Closed chriseth closed 4 years ago

chriseth commented 7 years ago

Contract bytecode cannot exceed 0x6000 bytes (introduced with EIP-170 in Spurious Dragon) and the compiler should warn about this. Unfortunately, this cannot be a "regular" error since those have to be generated before code-generation is started. This is similar to warning about a fallback function taking too much gas: https://github.com/ethereum/solidity/issues/411

axic commented 7 years ago

We could introduce a new kind of exception instead of assert.

Also, this should depend on the target EVM version (#1117).

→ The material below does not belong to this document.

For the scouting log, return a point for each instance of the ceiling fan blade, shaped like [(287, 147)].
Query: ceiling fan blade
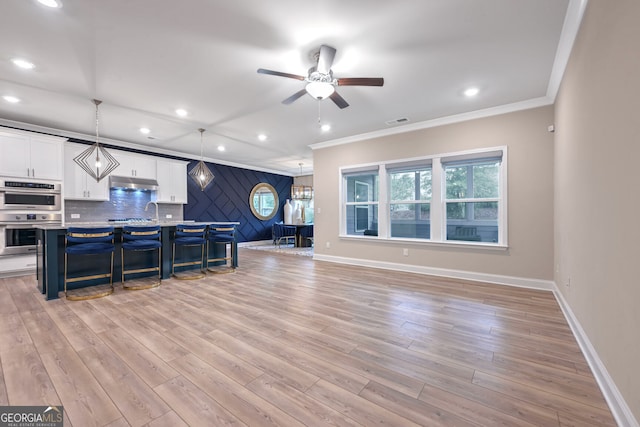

axic commented 5 years ago

Just like #411, perhaps it is better to implement this in the Remix static analyzer. @yann300 @soad003 what do you think?

wjmelements commented 4 years ago

Duping https://github.com/ethereum/solidity/issues/7913

In addition to the warning, which would be easy to add, I also request a flag to ask the compiler to attempt to constrain code size.

wjmelements commented 4 years ago

It is also possible to workaround size limit via delegatecall by deploying part of the code to another contract during construction. The primary contract would delegatecall to a secondary contract as its fallback function. This can chain infinitely, leveraging the fact that calldata can be larger than max contract size.

wjmelements commented 4 years ago

For the current block gas limit, it would be possible to do 2 full-sized contracts in this way, but a larger block gas limit might empower more in the future.

alcuadrado commented 4 years ago

I've seen many people hitting the EIP-170 contract size limit lately. Some examples of projects that come to my mind are Aragon Court, Synthetix, and Moloch v2.

I don't know if this is due to a change in Solidity, or because contracts are just getting larger, but this feature would be very helpful. Many users just see an OOG error and don't understand what's going on, so a warning when compiling would help.

I know this could be implemented in each tool (e.g. truffle, remix, embark, buidler, etc), but I think implementing it as a solc warning would be the simplest path to improve the situation for most users.

axic commented 4 years ago

@alcuadrado please check #8008 and the warning it produces. I think that should be good enough.

alcuadrado commented 4 years ago

Wow, that was fast! Thanks @axic

chriseth commented 4 years ago

The reason why we did not implement this in the beginning is because the complier should not issue any warnings after the analysis phase. I'm ok with dropping this requirement, if this is what people want, though.